De repente, uma ideia a atingiu. E se a chave para tudo isso fosse o próprio pai de Miguel? Se ele estivesse vivo, talvez pudesse esclarecer tudo. Mas Miguel havia dito que ele falecera.
Helena pegou seu celular e discou o número de sua mãe. "Mãe? Preciso te perguntar uma coisa sobre a avó Isabela."
Dona Clara, ao telefone, parecia surpresa com a pergunta, mas respondeu com a franqueza de sempre. "Ah, minha mãe... ela teve um amor antes do seu avô. Um amor que a marcou profundamente. Ela nunca falou muito sobre ele, mas sempre senti que havia uma história não contada."
"E quem era esse homem, mãe?", Helena perguntou, a voz embargada de antecipação.
Houve uma pausa do outro lado da linha. "Ninguém sabe ao certo, querida. A família nunca quis tocar no assunto. Apenas que era um homem influente, de boa família, mas que o relacionamento era impossível. E que minha mãe, muito jovem, teve que fazer uma escolha dolorosa."
"E essa escolha envolveu um filho?", Helena perguntou, seu coração batendo descompassado.
Dona Clara hesitou novamente. "Os boatos sempre circularam, Helena. Diziam que ela engravidou desse homem. Mas que a criança foi dada para adoção, ou que... que algo aconteceu. Mas nunca tivemos confirmação. Seu avô a amou profundamente, e a protegeu de tudo. E depois... ela adoeceu."
Helena sentiu o chão sumir sob seus pés. Uma criança. Uma criança que sua avó teve com o pai de Miguel. Uma criança que poderia ser o elo perdido, a origem de todos os segredos.
E se Miguel fosse meio-irmão de Helena?
A ideia era chocante, absurda, mas de repente, tantas peças se encaixavam. A desconfiança mútua entre Dona Clara e o pai de Miguel. A forma como Aurora usava o passado. A relutância de Miguel em falar sobre o assunto.
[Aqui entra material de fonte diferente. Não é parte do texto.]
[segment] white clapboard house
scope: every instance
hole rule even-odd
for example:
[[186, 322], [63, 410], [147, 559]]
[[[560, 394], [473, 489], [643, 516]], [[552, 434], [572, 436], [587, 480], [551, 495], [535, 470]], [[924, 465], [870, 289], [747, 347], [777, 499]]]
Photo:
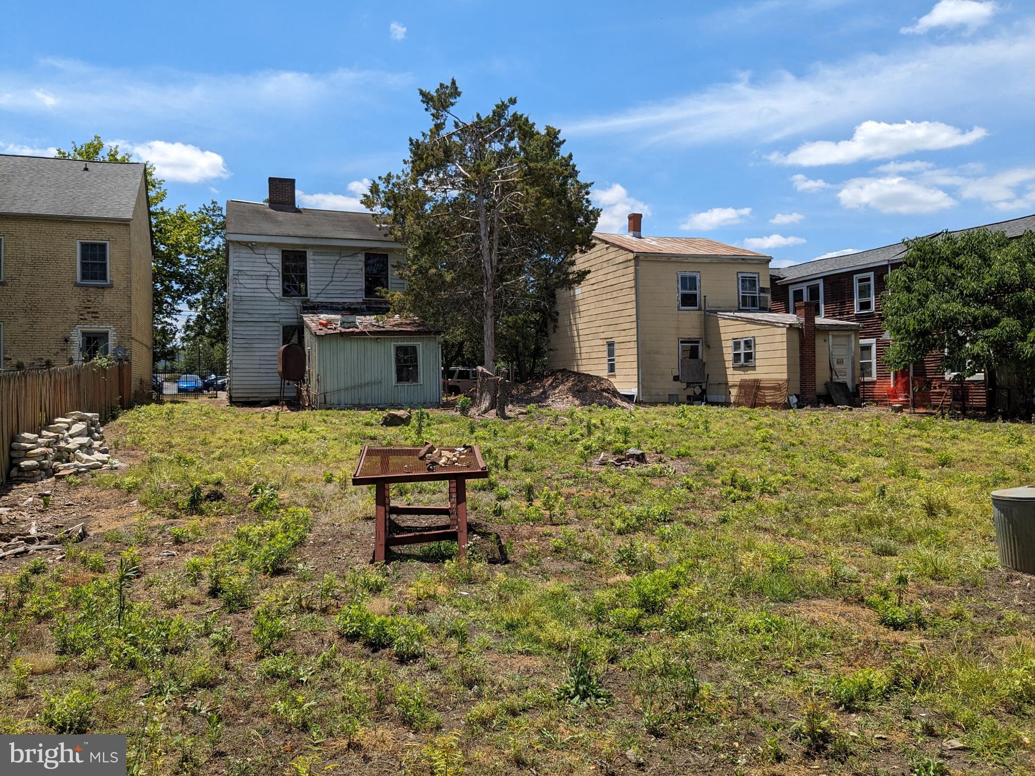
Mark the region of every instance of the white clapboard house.
[[[294, 179], [270, 178], [268, 203], [227, 203], [227, 246], [231, 401], [276, 400], [280, 392], [276, 352], [287, 342], [298, 342], [327, 351], [322, 358], [327, 375], [321, 376], [323, 384], [306, 386], [319, 399], [316, 406], [438, 402], [437, 332], [369, 325], [368, 336], [387, 337], [374, 350], [352, 336], [356, 327], [348, 322], [376, 324], [373, 317], [388, 311], [383, 290], [405, 288], [396, 272], [405, 249], [369, 213], [296, 207]], [[333, 320], [342, 337], [310, 337], [306, 342], [303, 316], [317, 322], [315, 327], [321, 316]], [[352, 354], [360, 348], [362, 354]], [[318, 355], [310, 352], [310, 360]], [[350, 362], [332, 368], [332, 361], [339, 358]], [[387, 362], [372, 370], [372, 358]]]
O relacionamento de Aurora com o pai de Miguel.
E se Aurora soubesse disso? E se ela estivesse usando essa informação para desestabilizar Miguel, para se vingar do pai dele, e talvez, para se aproximar de Helena, sabendo que elas eram, de certa forma, rivais por algo que nem mesmo compreendiam completamente?
Helena sentiu uma tontura. Ela precisava de ar. Saiu do escritório, os papéis e a carta de sua avó esquecidos sobre a mesa. Caminhou pelos jardins, a beleza das flores contrastando com o caos em sua mente.
Se Miguel era filho do pai dele com sua avó Isabela, então a história que ele contou a ela sobre o relacionamento de Aurora e seu pai era apenas uma parte da verdade. A verdade inteira era muito mais complexa, envolvendo duas famílias interligadas por um segredo sombrio.
E ela, Helena, estava no centro de tudo isso. O amor que ela acreditava ter encontrado estava agora envolto em uma teia de segredos familiares, de amores proibidos e de vinganças implacáveis. A carta de sua avó era um grito do passado, um eco de uma dor que parecia ter se perpetuado através das gerações. E Miguel, o homem que ela amava, era o guardião de um segredo que poderia destruir tudo o que eles tinham.